‘It is a great advantage to a president,” said the 30th of them, “and a major source of safety to the country, for him to know he is not a great man.” Or, Calvin Coolidge would say today, a great woman. While today’s incumbent advertises himself as an “extremely stable genius” and those who would replace him promise national transformation, attention should be paid to the granular details of presidential politics, which suggest that a politics of modesty might produce voting changes where they matter, and at least 270 electoral votes for a Democrat.

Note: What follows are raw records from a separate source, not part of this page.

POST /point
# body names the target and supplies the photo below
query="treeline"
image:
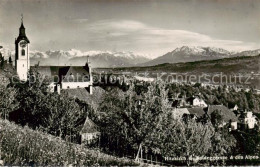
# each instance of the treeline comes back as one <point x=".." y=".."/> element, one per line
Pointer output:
<point x="27" y="147"/>
<point x="245" y="100"/>
<point x="145" y="124"/>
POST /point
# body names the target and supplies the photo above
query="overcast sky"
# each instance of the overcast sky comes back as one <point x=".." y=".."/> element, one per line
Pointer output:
<point x="151" y="27"/>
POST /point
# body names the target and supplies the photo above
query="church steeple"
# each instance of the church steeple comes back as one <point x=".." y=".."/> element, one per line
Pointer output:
<point x="22" y="58"/>
<point x="22" y="35"/>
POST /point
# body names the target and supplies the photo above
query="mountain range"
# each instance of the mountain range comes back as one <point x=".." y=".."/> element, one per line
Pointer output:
<point x="189" y="54"/>
<point x="127" y="59"/>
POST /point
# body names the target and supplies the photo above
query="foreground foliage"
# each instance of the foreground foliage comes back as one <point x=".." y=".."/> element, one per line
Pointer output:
<point x="23" y="146"/>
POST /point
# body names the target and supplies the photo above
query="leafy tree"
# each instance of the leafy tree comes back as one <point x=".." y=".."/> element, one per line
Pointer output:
<point x="189" y="140"/>
<point x="10" y="60"/>
<point x="216" y="118"/>
<point x="8" y="102"/>
<point x="59" y="115"/>
<point x="131" y="121"/>
<point x="2" y="61"/>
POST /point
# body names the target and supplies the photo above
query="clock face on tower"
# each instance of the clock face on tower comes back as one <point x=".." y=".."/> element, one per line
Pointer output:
<point x="23" y="44"/>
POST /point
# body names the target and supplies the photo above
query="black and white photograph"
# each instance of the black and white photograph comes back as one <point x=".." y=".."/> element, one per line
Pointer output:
<point x="129" y="83"/>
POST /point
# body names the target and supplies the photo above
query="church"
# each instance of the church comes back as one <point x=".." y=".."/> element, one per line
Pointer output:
<point x="63" y="77"/>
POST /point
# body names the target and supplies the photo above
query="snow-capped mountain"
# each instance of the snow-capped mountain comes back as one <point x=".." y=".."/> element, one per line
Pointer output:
<point x="97" y="58"/>
<point x="189" y="54"/>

If the near future resembles the immediate past, which it often does, the Democratic nominee in 2020 will be, as the Republican nominee was in 2016, the person favored by the party faction for whom government is more a practical than an ideological concern. For Republicans in 2016, the faction — non-college whites — felt itself a casualty of an economic dynamism that has most benefited people who admire this faction least.
In 2020, the decisive Democratic faction in the nomination contest is apt to be, as it was in 2016, African Americans, whose appraisal of government is particularly practical: What will it do regarding health care, employment, schools? For them, packing the Supreme Court, impeaching the president, abolishing the Electoral College and other gesture-promises probably are distractions. African Americans were at least 20 percent of the vote in 15 of the 2016 primaries, and in all the primaries combined they gave 76 percent of their votes to Hillary Clinton. This is why Trump did not get a chance to defeat Vermont Sen. Bernie Sanders, who narrowly defeated Clinton among white voters in the primaries.
These numbers are from the National Journal’s Josh Kraushaar, who noted that in a 2016 Pew survey, “just 28 percent of African-American Democrats identify as liberal, with a plurality describing themselves as moderate.”